You Mean to Do Me Harm | A Note from the Artistic Director

We feel deeply honored to have commissioned and presented the World Premiere of You Mean to Do Me Harm by Christopher Chen. A San Francisco native and one of our nation’s most promising young playwrights, Mr. Chen is being commissioned by many of America’s leading theatres. We were also lucky to team up with The Vineyard Theatre in New York to develop Harm, with workshops on East and West Coasts that led to our production last spring in the The Rueff at A.C.T.’s Strand Theater. All of this work made You Mean to Do Me Harm our most promising Sandbox project since Aaron Loeb’s Ideation, which is why, as with Aaron’s play, we decided to move it to our Mainstage, where we can give it the full production it richly deserves.

Mr. Chen has given us an essential story about young urban professionals who are witty, and sophisticated, but still struggle to define themselves in a society lacking moral guidelines and infected by subtle and insidious forms of racism.
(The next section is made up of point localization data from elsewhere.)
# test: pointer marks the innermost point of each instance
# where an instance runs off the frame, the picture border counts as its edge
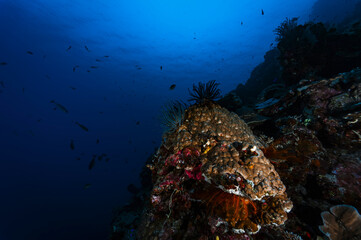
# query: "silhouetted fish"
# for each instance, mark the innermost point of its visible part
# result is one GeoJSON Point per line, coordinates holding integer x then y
{"type": "Point", "coordinates": [71, 144]}
{"type": "Point", "coordinates": [75, 67]}
{"type": "Point", "coordinates": [61, 107]}
{"type": "Point", "coordinates": [91, 164]}
{"type": "Point", "coordinates": [82, 126]}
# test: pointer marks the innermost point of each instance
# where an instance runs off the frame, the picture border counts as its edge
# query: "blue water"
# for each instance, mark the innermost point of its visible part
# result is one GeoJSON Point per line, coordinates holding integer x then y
{"type": "Point", "coordinates": [41, 180]}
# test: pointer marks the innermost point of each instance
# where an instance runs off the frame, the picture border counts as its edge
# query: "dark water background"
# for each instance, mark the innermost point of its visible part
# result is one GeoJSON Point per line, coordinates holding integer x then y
{"type": "Point", "coordinates": [41, 180]}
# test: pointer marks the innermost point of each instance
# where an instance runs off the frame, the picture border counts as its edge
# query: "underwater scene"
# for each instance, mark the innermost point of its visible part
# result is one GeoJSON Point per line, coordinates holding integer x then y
{"type": "Point", "coordinates": [180, 119]}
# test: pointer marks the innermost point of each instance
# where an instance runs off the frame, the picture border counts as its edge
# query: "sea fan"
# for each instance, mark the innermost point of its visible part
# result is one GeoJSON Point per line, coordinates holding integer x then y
{"type": "Point", "coordinates": [203, 92]}
{"type": "Point", "coordinates": [172, 114]}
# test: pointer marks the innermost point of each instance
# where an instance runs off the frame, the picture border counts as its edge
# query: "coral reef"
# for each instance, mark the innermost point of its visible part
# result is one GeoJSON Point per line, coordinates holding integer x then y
{"type": "Point", "coordinates": [212, 169]}
{"type": "Point", "coordinates": [172, 114]}
{"type": "Point", "coordinates": [216, 176]}
{"type": "Point", "coordinates": [341, 222]}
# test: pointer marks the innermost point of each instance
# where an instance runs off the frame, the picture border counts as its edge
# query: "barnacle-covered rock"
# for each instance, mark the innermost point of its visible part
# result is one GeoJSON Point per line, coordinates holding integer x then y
{"type": "Point", "coordinates": [212, 166]}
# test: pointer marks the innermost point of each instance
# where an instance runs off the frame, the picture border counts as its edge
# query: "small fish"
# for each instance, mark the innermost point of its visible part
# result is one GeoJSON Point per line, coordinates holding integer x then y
{"type": "Point", "coordinates": [91, 164]}
{"type": "Point", "coordinates": [72, 144]}
{"type": "Point", "coordinates": [75, 67]}
{"type": "Point", "coordinates": [61, 107]}
{"type": "Point", "coordinates": [82, 126]}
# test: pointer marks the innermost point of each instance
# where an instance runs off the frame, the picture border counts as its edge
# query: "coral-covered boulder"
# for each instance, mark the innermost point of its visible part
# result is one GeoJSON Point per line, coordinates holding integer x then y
{"type": "Point", "coordinates": [212, 169]}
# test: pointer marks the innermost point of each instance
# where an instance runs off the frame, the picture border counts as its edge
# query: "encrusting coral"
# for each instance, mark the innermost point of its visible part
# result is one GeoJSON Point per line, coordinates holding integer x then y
{"type": "Point", "coordinates": [211, 172]}
{"type": "Point", "coordinates": [342, 222]}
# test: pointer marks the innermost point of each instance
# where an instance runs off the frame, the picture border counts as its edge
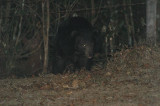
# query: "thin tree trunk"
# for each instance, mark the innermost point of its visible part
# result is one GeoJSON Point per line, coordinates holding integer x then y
{"type": "Point", "coordinates": [151, 21]}
{"type": "Point", "coordinates": [45, 32]}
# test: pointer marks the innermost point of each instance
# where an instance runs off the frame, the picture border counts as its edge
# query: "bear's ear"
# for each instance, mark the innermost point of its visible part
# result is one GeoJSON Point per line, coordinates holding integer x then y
{"type": "Point", "coordinates": [74, 33]}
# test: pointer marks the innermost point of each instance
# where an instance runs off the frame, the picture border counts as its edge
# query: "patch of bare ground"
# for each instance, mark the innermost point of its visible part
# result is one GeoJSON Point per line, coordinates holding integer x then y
{"type": "Point", "coordinates": [130, 78]}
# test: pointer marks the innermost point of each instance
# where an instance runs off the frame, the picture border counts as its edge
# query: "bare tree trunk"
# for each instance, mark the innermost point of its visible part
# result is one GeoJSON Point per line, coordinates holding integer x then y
{"type": "Point", "coordinates": [128, 26]}
{"type": "Point", "coordinates": [151, 21]}
{"type": "Point", "coordinates": [20, 25]}
{"type": "Point", "coordinates": [158, 20]}
{"type": "Point", "coordinates": [92, 11]}
{"type": "Point", "coordinates": [132, 24]}
{"type": "Point", "coordinates": [45, 32]}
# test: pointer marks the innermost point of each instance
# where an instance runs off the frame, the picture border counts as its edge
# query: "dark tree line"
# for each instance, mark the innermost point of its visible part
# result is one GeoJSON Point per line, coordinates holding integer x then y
{"type": "Point", "coordinates": [28, 26]}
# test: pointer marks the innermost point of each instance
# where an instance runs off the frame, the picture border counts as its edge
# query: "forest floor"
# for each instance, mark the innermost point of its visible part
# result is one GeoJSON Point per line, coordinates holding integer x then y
{"type": "Point", "coordinates": [130, 78]}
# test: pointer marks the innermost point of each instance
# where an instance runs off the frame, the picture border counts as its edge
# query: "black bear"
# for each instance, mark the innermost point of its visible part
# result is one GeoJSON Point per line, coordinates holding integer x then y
{"type": "Point", "coordinates": [75, 44]}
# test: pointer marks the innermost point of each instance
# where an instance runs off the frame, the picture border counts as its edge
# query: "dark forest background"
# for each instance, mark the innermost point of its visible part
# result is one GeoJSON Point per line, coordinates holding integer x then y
{"type": "Point", "coordinates": [28, 26]}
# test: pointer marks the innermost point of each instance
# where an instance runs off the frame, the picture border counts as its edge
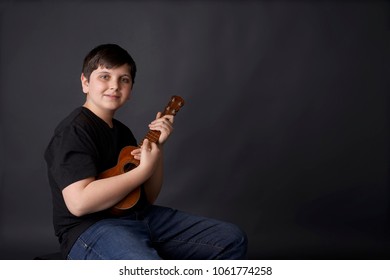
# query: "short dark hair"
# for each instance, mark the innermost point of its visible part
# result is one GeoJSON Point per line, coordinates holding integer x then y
{"type": "Point", "coordinates": [108, 56]}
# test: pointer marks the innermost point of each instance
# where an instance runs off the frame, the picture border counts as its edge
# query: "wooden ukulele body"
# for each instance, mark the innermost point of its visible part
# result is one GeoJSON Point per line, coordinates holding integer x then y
{"type": "Point", "coordinates": [126, 162]}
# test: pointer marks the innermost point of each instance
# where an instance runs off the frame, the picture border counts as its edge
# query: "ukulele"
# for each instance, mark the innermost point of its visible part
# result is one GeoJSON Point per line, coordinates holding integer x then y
{"type": "Point", "coordinates": [127, 162]}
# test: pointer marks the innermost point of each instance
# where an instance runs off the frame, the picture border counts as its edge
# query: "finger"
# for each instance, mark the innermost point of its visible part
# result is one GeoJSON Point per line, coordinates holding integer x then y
{"type": "Point", "coordinates": [146, 145]}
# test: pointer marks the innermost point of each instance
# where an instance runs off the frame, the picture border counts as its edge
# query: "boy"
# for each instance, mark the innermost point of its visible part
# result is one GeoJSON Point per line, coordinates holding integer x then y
{"type": "Point", "coordinates": [88, 142]}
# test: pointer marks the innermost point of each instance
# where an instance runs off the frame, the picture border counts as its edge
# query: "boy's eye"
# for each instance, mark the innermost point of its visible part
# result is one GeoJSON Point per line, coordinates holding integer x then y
{"type": "Point", "coordinates": [125, 80]}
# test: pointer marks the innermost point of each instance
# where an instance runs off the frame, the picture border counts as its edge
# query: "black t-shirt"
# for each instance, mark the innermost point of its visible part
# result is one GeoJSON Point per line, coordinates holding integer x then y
{"type": "Point", "coordinates": [83, 146]}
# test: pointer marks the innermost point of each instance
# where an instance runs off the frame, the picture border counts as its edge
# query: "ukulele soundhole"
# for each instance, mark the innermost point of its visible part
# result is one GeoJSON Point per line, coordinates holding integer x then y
{"type": "Point", "coordinates": [128, 166]}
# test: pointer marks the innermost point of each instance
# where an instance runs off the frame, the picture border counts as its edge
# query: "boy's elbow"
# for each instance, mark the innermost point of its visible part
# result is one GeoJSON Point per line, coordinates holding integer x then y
{"type": "Point", "coordinates": [76, 210]}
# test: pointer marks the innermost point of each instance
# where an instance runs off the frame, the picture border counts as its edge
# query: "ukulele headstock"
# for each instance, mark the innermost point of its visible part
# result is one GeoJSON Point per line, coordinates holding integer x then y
{"type": "Point", "coordinates": [174, 105]}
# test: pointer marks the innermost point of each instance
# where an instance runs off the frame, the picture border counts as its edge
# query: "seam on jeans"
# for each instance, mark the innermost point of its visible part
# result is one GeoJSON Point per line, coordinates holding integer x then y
{"type": "Point", "coordinates": [90, 248]}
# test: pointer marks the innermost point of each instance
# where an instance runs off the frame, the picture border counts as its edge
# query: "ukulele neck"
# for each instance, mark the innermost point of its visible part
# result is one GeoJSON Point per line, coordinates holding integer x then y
{"type": "Point", "coordinates": [172, 108]}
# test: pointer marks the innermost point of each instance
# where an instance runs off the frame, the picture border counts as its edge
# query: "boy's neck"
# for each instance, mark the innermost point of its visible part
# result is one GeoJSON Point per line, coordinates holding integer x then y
{"type": "Point", "coordinates": [106, 116]}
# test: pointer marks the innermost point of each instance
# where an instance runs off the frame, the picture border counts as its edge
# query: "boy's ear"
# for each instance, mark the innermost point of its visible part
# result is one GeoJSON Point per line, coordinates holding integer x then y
{"type": "Point", "coordinates": [84, 83]}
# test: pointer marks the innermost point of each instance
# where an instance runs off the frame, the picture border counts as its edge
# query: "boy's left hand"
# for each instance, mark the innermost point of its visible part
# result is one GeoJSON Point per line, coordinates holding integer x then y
{"type": "Point", "coordinates": [164, 125]}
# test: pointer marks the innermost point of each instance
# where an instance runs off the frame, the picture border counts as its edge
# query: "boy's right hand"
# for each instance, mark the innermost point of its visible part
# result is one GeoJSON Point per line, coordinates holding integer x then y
{"type": "Point", "coordinates": [149, 154]}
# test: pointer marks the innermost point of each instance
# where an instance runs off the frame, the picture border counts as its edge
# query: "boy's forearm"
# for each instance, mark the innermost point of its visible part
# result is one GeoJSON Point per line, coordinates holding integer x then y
{"type": "Point", "coordinates": [153, 185]}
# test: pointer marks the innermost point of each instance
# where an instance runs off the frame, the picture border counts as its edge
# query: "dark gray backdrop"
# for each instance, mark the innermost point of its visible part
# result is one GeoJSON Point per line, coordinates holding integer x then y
{"type": "Point", "coordinates": [284, 132]}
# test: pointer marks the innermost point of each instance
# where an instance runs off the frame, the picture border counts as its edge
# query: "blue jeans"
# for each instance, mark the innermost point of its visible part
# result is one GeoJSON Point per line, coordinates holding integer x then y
{"type": "Point", "coordinates": [160, 233]}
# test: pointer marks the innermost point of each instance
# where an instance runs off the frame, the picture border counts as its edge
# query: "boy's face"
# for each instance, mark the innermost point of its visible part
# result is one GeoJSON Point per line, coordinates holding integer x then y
{"type": "Point", "coordinates": [107, 89]}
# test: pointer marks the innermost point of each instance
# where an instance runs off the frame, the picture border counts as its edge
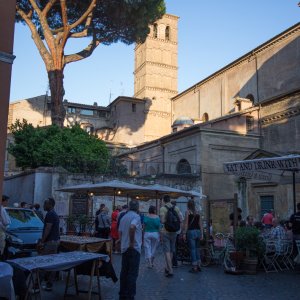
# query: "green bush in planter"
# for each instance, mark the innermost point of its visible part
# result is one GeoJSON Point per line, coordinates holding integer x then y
{"type": "Point", "coordinates": [249, 241]}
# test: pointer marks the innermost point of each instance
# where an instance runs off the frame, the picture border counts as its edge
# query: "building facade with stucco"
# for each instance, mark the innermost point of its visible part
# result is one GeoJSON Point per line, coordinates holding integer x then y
{"type": "Point", "coordinates": [248, 109]}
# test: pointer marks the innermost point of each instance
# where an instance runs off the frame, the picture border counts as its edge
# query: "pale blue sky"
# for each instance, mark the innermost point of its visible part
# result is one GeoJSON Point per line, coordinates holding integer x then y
{"type": "Point", "coordinates": [211, 35]}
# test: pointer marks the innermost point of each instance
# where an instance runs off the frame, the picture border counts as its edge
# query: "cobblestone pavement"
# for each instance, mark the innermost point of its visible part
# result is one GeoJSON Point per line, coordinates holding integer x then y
{"type": "Point", "coordinates": [211, 284]}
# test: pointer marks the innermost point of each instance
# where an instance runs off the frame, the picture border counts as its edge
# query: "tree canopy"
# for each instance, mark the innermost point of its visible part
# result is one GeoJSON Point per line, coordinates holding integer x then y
{"type": "Point", "coordinates": [71, 148]}
{"type": "Point", "coordinates": [53, 22]}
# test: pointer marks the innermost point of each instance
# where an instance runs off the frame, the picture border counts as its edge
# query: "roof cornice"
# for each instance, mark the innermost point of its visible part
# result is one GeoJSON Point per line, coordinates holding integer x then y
{"type": "Point", "coordinates": [261, 48]}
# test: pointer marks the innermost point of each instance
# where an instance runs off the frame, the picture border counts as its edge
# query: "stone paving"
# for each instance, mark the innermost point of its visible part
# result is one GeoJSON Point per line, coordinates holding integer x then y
{"type": "Point", "coordinates": [211, 284]}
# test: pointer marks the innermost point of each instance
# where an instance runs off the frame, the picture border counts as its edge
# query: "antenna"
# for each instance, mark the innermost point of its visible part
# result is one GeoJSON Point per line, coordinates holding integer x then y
{"type": "Point", "coordinates": [121, 89]}
{"type": "Point", "coordinates": [110, 93]}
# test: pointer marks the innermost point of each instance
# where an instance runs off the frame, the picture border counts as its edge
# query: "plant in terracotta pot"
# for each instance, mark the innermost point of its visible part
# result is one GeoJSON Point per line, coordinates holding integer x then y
{"type": "Point", "coordinates": [249, 241]}
{"type": "Point", "coordinates": [83, 221]}
{"type": "Point", "coordinates": [70, 225]}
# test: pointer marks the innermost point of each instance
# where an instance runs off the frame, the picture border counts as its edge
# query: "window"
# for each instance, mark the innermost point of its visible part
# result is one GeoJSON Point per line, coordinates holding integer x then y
{"type": "Point", "coordinates": [155, 30]}
{"type": "Point", "coordinates": [250, 97]}
{"type": "Point", "coordinates": [266, 203]}
{"type": "Point", "coordinates": [183, 167]}
{"type": "Point", "coordinates": [87, 112]}
{"type": "Point", "coordinates": [167, 33]}
{"type": "Point", "coordinates": [71, 110]}
{"type": "Point", "coordinates": [133, 107]}
{"type": "Point", "coordinates": [249, 123]}
{"type": "Point", "coordinates": [89, 129]}
{"type": "Point", "coordinates": [102, 113]}
{"type": "Point", "coordinates": [205, 117]}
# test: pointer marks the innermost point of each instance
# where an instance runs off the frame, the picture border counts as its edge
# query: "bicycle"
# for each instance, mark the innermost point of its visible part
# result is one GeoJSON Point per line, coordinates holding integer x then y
{"type": "Point", "coordinates": [211, 253]}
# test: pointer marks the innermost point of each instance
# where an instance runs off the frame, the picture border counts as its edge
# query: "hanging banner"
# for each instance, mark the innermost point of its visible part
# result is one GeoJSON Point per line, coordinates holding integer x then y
{"type": "Point", "coordinates": [265, 169]}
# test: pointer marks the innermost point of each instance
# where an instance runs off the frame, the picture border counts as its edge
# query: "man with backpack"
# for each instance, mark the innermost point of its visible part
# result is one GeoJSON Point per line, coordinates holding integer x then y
{"type": "Point", "coordinates": [171, 218]}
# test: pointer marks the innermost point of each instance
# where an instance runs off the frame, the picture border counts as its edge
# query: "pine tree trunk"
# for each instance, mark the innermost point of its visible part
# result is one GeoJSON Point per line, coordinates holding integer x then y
{"type": "Point", "coordinates": [58, 112]}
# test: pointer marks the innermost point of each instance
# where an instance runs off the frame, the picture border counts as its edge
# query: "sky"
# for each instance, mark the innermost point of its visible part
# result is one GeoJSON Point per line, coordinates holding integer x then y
{"type": "Point", "coordinates": [211, 34]}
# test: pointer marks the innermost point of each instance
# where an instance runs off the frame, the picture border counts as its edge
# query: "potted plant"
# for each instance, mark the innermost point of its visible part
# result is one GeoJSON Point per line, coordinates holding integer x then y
{"type": "Point", "coordinates": [249, 241]}
{"type": "Point", "coordinates": [70, 225]}
{"type": "Point", "coordinates": [83, 221]}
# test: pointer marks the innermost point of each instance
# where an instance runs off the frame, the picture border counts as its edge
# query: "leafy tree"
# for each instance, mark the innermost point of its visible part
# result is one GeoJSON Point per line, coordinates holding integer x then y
{"type": "Point", "coordinates": [71, 148]}
{"type": "Point", "coordinates": [54, 22]}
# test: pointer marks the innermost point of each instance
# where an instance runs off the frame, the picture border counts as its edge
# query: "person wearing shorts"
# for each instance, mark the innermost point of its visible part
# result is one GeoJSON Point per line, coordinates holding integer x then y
{"type": "Point", "coordinates": [168, 238]}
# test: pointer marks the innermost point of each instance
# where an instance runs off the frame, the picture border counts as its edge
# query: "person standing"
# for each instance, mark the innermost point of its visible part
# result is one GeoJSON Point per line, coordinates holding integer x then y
{"type": "Point", "coordinates": [104, 223]}
{"type": "Point", "coordinates": [4, 222]}
{"type": "Point", "coordinates": [151, 235]}
{"type": "Point", "coordinates": [50, 239]}
{"type": "Point", "coordinates": [267, 219]}
{"type": "Point", "coordinates": [295, 224]}
{"type": "Point", "coordinates": [130, 232]}
{"type": "Point", "coordinates": [193, 232]}
{"type": "Point", "coordinates": [170, 218]}
{"type": "Point", "coordinates": [23, 204]}
{"type": "Point", "coordinates": [174, 259]}
{"type": "Point", "coordinates": [114, 233]}
{"type": "Point", "coordinates": [36, 208]}
{"type": "Point", "coordinates": [102, 205]}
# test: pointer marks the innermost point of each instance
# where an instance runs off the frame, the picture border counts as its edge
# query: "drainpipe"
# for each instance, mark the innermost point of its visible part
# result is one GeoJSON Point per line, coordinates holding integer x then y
{"type": "Point", "coordinates": [7, 25]}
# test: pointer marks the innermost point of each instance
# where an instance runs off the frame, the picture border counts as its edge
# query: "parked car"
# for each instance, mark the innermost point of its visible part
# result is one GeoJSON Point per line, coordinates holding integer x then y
{"type": "Point", "coordinates": [23, 233]}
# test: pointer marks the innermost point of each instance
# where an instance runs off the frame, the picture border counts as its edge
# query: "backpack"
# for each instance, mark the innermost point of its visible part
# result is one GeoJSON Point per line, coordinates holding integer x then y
{"type": "Point", "coordinates": [172, 221]}
{"type": "Point", "coordinates": [121, 215]}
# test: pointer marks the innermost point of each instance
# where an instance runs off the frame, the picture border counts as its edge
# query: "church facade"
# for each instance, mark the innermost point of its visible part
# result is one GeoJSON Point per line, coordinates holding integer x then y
{"type": "Point", "coordinates": [249, 108]}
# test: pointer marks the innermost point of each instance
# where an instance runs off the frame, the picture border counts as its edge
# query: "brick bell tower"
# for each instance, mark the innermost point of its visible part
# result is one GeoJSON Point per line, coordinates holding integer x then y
{"type": "Point", "coordinates": [155, 75]}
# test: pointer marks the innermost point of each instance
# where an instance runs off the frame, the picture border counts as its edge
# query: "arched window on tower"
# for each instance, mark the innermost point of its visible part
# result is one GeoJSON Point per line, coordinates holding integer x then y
{"type": "Point", "coordinates": [205, 117]}
{"type": "Point", "coordinates": [251, 98]}
{"type": "Point", "coordinates": [155, 30]}
{"type": "Point", "coordinates": [183, 167]}
{"type": "Point", "coordinates": [167, 33]}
A fateful dinner party ignites cultural misunderstandings and conflicts, embroiling these two interracial couples in a nightmarish series of events that spiral out of control and spin them and us into a surreal landscape where reality ends and paranoia begins. More prescient now than a year and a half ago, it is set against the backdrop of Sino-American political and business relations and focuses on the ways racial misunderstandings and microaggressions contaminate personal relationships.

As the encounters devolve, our grip on what is real and what is imagined starts to slip, as does that of our protagonist, Daniel. Is he being paranoid or victimized by subtle racism? Does he just have an overactive imagination, or are the subtle comments of his wife and friends taking aim at his identity? Mr. Chen pulls the rug out from under his characters, and us, by twisting our perceptions so that we feel what it must be like to be an outsider in a world where what we are told can never quite be trusted.

How do we make sense of seemingly contradictory versions of reality? In a nation where “truth is not truth,” what are the insidious layers of micro-racism that erode the possibility of trust? By throwing us into this Rashomon-like world of multiple unprovable truths, Mr. Chen leads us to an understanding of how unmoored those from minority cultures can feel.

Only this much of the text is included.